Он печально улыбается ей, словно угадал ее мысли.
– Когда-нибудь ты должна мне рассказать, каково там. Почему все, кто приходит оттуда, так искусны… и испуганы.
Он поглаживает ее по спине и идет последить за изменением курса.
Но Сиенит остается у релинга. Внезапно ее до самых костей пробирает холод, не связанный с мимолетным изгибом мощи Алебастра.
Это потому, что корабль кренится набок при повороте, и она последний раз бросает взгляд туда, где была Аллия прежде, чем ее безумие разрушило город…
…она кого-то видит.
Или думает, что видит. Поначалу она не уверена. Она прищуривается и может рассмотреть лишь более бледную полосу, ведущую к чаше Аллии по ее южному изгибу, которую сейчас лучше видно, когда алое свечение вулкана угасло. Это явно не имперский тракт, по которому они с Алебастром приехали в Аллию когда-то, одну чудовищную ошибку назад. Скорее всего, это грунтовая дорога, которой пользовались местные, проложенная по просеке и не заросшая из-за многих лет пешего использования.

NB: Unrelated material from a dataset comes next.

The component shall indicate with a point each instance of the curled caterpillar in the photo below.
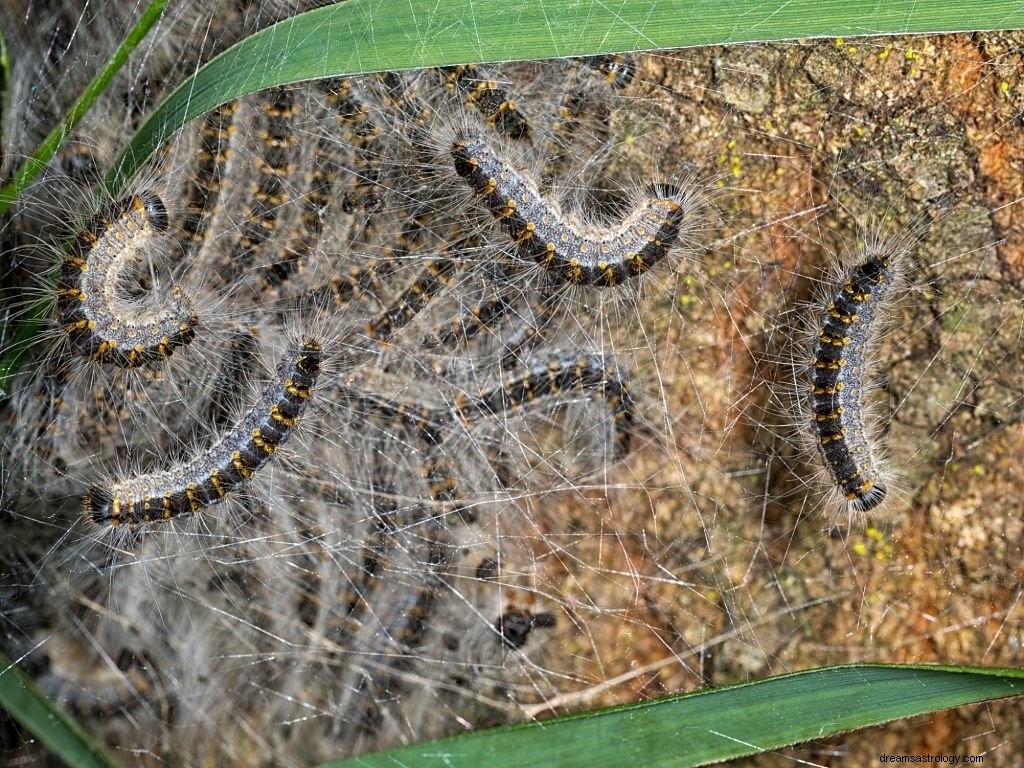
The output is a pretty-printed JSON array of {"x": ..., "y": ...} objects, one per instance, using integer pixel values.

По дороге движется маленькая точка, которая отсюда кажется человеком, спускающимся с холма. Но этого не может быть. Никто в здравом уме не захочет находиться так близко к активному смертоносному взрыву, уже погубившему тысячи людей.
Она присматривается пристальнее, переходит на корму, чтобы продолжать смотреть в этом направлении, пока «Клалсу» идет прочь от берега. Если бы у нее только была одна из подзорных труб Иннона. Если бы она была уверена…
Поскольку в какой-то момент она думает, она видит, или ей чудится от усталости, или воображает в тревоге…
Старшие Эпицентра никогда не оставили бы такую нарастающую опасность неурегулированной. Разве что у них был весомый повод так поступить. Разве что им было приказано так поступить.
…что идущая фигура одета в винно-красную форму.
* * *
Иной говорит, что Земля в гневе,
Поскольку не хочет общества.
Я скажу, что он в гневе
От одиночества.
Древняя (доимперская) народная песня.